Which brings us back to the new hepatitis B vaccine. It’s identical to the two existing hepatitis B vaccines—which have been available since the 1990s—in that it contains 20 micrograms of a protein that is located on the surface of the virus. But unlike these other hepatitis B vaccines, the new vaccine also contains 3 milligrams of repeated linkages of cytosine and guanine—a molecular pattern unique to bacterial DNA called CpG oligonucleotides.

It’s the first time this immune-boosting product has been used in a vaccine. (The “p” just stands for the phosphodiester linkage that binds the cytosine and guanine.)

The FDA licensed this novel hepatitis B vaccine for people older than 18 years of age in certain high-risk groups like household contacts of someone who is infected, injection drug users, healthcare workers, or people with HIV, diabetes, or chronic lung or kidney diseases.

Although the existing hepatitis B vaccines have been lifesavers (virtually eliminating the disease in children), some problems have remained, especially for adults. About 5 percent of adults don’t respond to the vaccine. No matter how many doses are given, they are simply unable to make an adequate immune response. Second: some groups, including those most likely to benefit, don’t always develop an effective response. This is where the CpG oligonucleotides come in.

The CpG-containing hepatitis B vaccine has now been tested in about 14,000 adults. To figure out whether this novel vaccine strategy worked, researchers tested the quantity of hepatitis B virus-specific antibodies in serum (seroprotection). Two doses of the new hepatitis B vaccine were compared to three doses of one of the other hepatitis B vaccines. Seven months after the last dose, 95 percent of those who had received the vaccine containing the CpG motif developed protective antibodies as compared with 81.2 percent in the comparator group. The CpG vaccine also induced protective immunity more quickly and offered greater seroprotection in patients with type-2 diabetes (90 percent vs. 65.1 percent), people who were obese (94.7 percent vs. 75.4 percent), and people who smoked (95.3 percent vs. 78.8 percent).

Furthermore, the CpG-containing hepatitis B vaccine worked better in all age groups, including those who were 18 to 29 years old (100 percent vs. 93.9 percent), 30 to 39 years old (98.9 percent vs. 92 percent), 40 to 49 years old (97.2 percent vs. 84.2 percent), 50 to 59 years old (95.2 percent vs. 79.7 percent), and 60 to 70 years old (91.6 percent vs. 72.6 percent).

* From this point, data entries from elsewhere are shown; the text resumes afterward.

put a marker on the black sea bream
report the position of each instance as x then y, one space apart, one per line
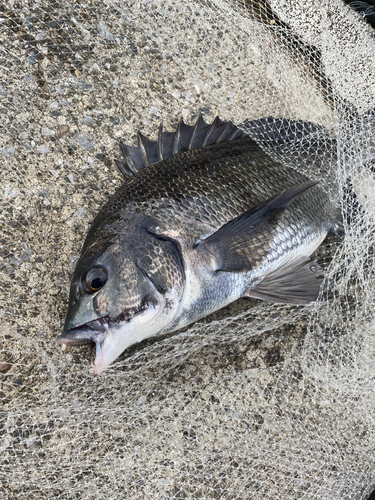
205 217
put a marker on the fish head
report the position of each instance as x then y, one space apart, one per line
123 294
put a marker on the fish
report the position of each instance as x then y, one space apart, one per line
205 216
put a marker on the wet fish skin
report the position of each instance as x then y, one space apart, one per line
154 238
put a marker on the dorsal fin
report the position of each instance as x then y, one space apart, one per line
168 144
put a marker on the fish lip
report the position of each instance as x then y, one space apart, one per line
92 332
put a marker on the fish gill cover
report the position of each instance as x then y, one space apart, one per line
258 401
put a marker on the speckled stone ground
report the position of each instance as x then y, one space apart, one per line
224 410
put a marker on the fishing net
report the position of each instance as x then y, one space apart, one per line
257 401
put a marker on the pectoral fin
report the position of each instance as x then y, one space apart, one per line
242 243
294 283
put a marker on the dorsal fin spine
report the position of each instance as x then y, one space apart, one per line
160 142
169 144
143 149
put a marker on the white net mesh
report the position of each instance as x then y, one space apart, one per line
258 401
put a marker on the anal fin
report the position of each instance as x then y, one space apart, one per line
294 283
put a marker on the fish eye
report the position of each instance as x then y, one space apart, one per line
95 279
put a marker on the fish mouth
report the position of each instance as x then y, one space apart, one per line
91 333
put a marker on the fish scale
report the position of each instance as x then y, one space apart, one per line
191 233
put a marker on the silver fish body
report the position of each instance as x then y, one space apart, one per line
206 217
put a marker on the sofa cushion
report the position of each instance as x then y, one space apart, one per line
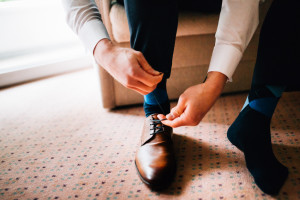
189 23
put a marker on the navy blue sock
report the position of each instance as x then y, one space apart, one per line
157 101
250 132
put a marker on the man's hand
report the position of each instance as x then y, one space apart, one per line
195 102
127 66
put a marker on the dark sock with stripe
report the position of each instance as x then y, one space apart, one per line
157 101
250 132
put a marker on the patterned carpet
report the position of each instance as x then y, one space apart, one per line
57 143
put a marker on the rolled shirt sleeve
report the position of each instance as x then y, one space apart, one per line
237 24
84 19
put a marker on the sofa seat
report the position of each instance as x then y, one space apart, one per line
193 48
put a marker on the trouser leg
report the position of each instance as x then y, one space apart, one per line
153 26
278 51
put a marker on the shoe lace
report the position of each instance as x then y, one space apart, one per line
158 127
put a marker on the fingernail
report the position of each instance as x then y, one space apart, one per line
170 116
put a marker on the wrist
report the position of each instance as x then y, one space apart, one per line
216 81
101 48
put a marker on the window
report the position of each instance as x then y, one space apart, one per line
35 41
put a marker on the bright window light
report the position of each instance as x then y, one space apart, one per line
34 32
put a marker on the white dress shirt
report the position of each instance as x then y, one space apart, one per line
237 24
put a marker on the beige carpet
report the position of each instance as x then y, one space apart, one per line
57 143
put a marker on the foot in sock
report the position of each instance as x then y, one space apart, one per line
250 132
157 101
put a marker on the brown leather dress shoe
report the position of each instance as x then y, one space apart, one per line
155 160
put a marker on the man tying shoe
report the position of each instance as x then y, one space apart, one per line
146 66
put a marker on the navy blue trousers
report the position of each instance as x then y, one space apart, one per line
153 26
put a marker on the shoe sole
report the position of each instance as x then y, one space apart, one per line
154 186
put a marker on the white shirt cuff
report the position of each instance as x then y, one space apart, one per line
91 33
225 59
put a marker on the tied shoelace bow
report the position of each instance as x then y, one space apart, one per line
156 128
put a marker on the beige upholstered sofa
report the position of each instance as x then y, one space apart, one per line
194 44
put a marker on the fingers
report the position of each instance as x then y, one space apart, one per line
147 79
177 110
145 65
179 121
147 74
140 87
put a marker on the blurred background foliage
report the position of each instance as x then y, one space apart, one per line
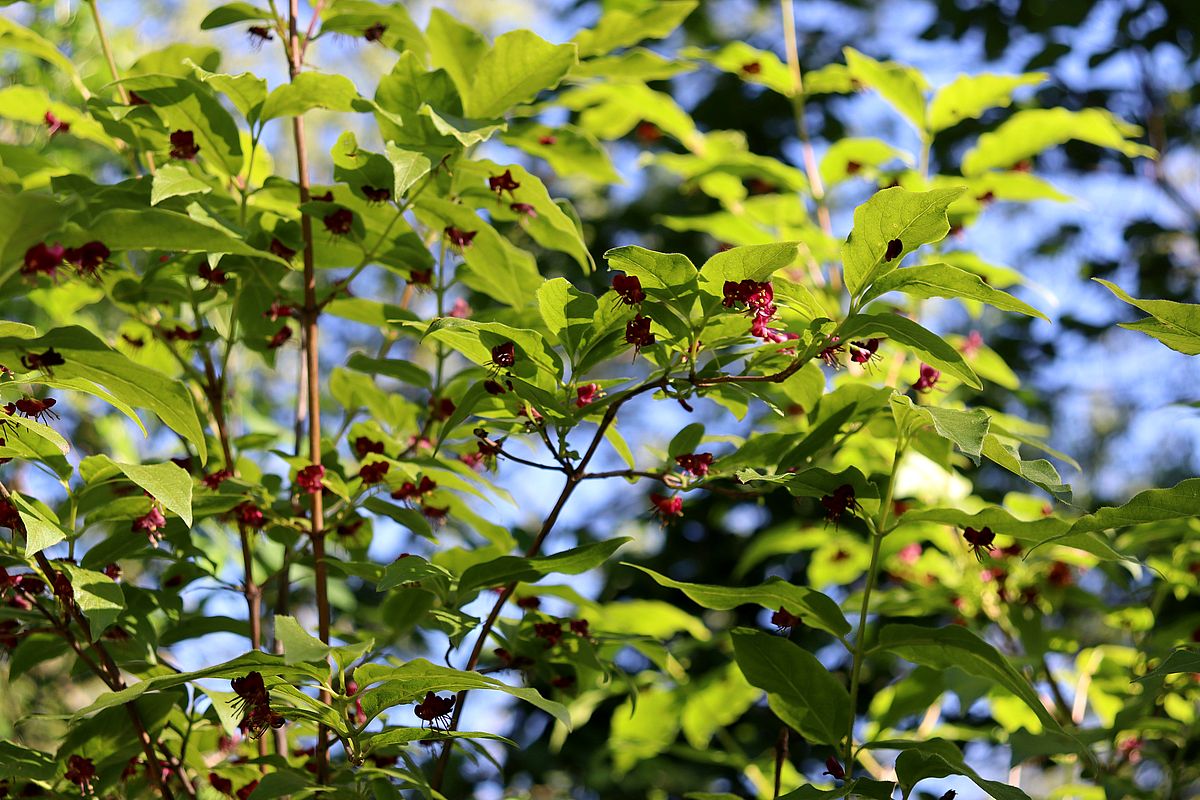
1119 403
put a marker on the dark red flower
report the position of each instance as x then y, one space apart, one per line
310 479
1060 575
829 354
894 248
377 194
839 503
587 395
45 361
550 631
864 352
971 346
43 258
637 332
363 446
250 515
150 523
648 132
665 506
501 184
629 289
409 491
929 378
460 239
979 540
281 250
258 35
211 274
695 463
373 471
81 771
183 145
784 620
435 710
222 785
339 222
54 125
279 338
279 310
35 409
442 408
88 258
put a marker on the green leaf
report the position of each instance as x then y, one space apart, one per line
174 180
953 645
1038 471
1031 131
1179 661
946 281
189 104
99 597
94 365
814 608
455 47
967 97
408 167
233 13
267 663
40 530
901 85
495 265
622 26
509 569
1179 323
519 66
1031 533
966 429
159 229
1181 501
393 737
940 758
310 90
801 691
535 361
298 644
167 482
916 218
929 347
735 56
749 263
672 275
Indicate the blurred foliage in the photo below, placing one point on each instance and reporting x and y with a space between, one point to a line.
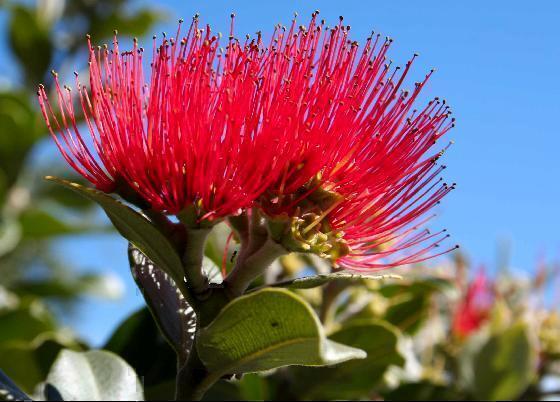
45 35
36 284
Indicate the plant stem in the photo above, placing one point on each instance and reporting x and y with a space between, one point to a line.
248 269
190 375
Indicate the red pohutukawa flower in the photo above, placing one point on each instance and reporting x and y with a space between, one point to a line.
474 310
307 127
351 131
186 138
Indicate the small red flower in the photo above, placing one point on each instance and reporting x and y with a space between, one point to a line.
474 310
186 138
347 127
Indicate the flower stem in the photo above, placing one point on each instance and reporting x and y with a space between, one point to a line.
192 260
248 269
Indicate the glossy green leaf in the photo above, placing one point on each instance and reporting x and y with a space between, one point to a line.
268 329
9 391
308 282
139 341
30 42
174 316
354 379
96 376
505 366
135 228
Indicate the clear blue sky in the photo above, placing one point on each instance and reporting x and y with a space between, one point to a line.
497 65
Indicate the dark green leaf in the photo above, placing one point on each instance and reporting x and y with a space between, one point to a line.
139 341
174 316
135 228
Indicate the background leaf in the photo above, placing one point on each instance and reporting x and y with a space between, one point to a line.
354 379
135 228
505 366
173 315
95 376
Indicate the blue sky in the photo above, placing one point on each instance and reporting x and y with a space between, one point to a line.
497 65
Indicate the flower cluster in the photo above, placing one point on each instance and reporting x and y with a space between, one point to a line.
474 309
308 127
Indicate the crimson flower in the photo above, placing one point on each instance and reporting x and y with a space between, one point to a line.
184 139
474 309
351 131
307 127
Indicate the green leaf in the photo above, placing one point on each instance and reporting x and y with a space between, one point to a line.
268 329
423 391
30 42
39 224
10 391
25 323
135 228
139 341
354 379
410 302
95 375
20 128
28 363
505 366
308 282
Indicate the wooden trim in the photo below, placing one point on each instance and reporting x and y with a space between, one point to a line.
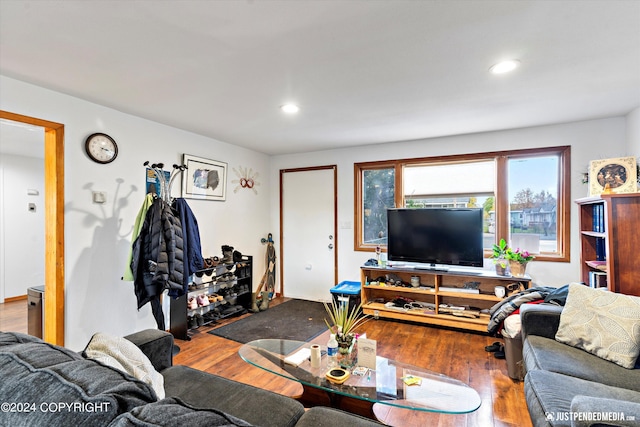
54 268
335 218
502 200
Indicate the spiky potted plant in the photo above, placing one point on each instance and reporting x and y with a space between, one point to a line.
343 322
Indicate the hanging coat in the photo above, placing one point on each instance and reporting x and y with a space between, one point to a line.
192 249
157 260
137 226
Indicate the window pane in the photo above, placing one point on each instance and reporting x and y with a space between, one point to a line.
450 178
454 185
378 196
533 194
464 201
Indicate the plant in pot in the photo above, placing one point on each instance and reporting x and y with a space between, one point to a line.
499 257
343 322
518 261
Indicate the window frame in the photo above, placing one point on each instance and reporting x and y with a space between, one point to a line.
501 192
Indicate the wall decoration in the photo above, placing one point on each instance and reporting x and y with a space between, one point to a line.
247 178
204 179
617 175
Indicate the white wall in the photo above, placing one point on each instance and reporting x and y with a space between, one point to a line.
588 140
633 133
22 231
97 237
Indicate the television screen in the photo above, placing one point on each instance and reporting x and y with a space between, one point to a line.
447 236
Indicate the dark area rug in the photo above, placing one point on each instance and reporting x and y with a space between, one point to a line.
295 319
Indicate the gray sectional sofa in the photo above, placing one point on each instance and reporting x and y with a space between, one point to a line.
567 386
42 384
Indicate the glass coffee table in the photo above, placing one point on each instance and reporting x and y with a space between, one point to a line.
386 385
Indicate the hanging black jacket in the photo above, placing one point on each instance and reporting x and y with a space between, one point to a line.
191 242
157 261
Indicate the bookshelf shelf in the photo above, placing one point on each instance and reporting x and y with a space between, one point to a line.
609 227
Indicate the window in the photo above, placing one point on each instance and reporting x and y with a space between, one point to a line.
523 193
378 194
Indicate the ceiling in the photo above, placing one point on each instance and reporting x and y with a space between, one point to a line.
362 72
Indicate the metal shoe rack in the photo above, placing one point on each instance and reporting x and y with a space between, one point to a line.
232 282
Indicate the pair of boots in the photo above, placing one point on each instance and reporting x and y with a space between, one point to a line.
264 302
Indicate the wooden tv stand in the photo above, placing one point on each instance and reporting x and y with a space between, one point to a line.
440 289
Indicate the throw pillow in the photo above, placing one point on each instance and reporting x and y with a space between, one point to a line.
602 323
124 355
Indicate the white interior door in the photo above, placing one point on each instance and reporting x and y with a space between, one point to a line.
309 251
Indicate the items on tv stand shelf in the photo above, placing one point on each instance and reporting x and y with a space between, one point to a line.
215 293
608 241
458 299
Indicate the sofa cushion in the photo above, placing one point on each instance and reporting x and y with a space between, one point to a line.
319 416
122 354
63 388
549 396
256 406
172 412
603 323
550 355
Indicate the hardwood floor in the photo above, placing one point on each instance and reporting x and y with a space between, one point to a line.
454 353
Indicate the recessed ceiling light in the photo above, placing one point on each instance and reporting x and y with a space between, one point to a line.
505 66
290 108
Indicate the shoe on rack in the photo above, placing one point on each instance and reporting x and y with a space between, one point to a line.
199 319
193 322
227 254
202 300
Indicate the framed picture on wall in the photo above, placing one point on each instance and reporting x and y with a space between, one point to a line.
204 179
619 175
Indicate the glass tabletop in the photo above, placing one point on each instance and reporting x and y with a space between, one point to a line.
387 384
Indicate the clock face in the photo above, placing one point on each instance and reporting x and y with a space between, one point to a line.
101 148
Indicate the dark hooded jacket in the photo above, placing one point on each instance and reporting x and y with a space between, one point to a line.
157 261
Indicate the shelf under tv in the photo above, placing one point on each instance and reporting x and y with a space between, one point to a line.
436 288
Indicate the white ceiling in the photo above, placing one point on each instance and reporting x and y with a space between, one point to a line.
362 72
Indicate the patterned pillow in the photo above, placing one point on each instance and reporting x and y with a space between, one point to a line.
122 354
602 323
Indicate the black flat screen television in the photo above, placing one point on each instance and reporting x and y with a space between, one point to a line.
444 236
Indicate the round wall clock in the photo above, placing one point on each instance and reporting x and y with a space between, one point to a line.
101 148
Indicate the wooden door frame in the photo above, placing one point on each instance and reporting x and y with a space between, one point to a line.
54 224
335 218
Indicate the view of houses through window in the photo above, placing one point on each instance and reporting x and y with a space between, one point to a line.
533 182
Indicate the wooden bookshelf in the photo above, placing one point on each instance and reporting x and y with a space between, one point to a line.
609 236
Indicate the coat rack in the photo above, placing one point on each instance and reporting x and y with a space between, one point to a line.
158 170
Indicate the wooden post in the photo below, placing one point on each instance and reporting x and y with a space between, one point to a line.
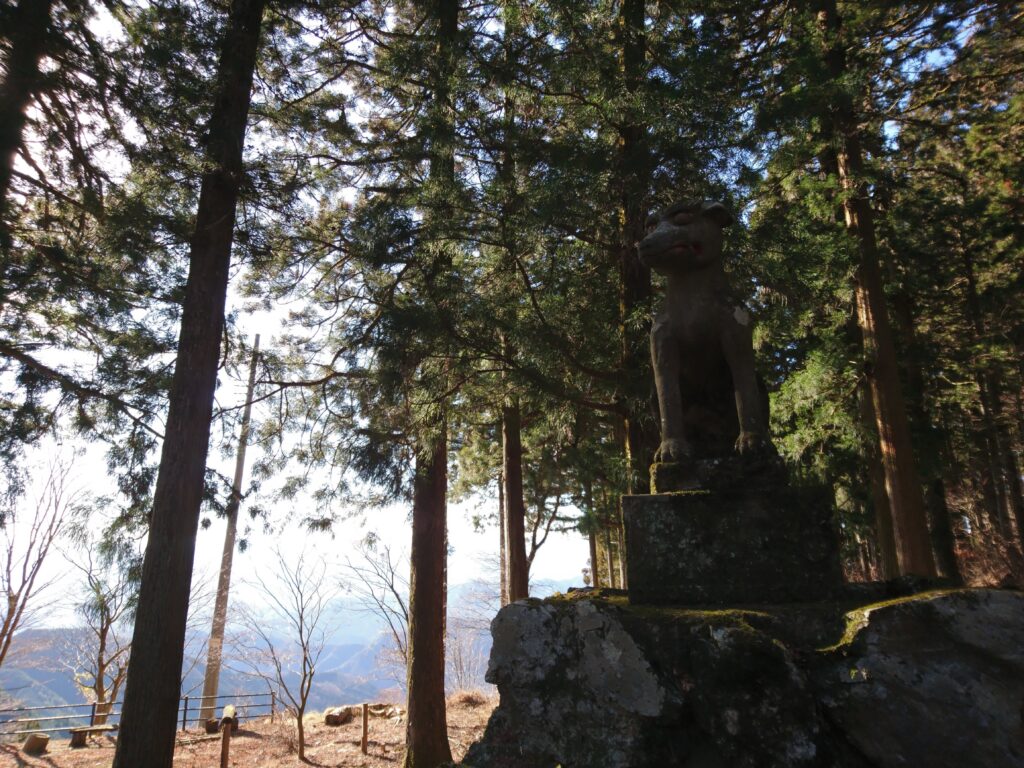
225 743
228 722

Notably, the two hepatitis B vaccines tested were indistinguishable with regards to mild or severe reactions—with the exception of one weird observation. Using small numbers derived from the large database of 14,000 vaccine recipients, the new vaccine was found to cause a statistically significant increase in heart attacks, along with a statistically significant decrease in prostate cancer. Because both of these outcomes are biologically implausible, both can be viewed skeptically. The issue of heart attacks, however, will be followed up in post-licensure studies.

Ironically, the best way to address the problems with the hepatitis B vaccine—as well as with any strategy necessitating the induction of long-lasting, specific immunity—might be to solicit the help of a part of our immune system that is designed to respond to something entirely different.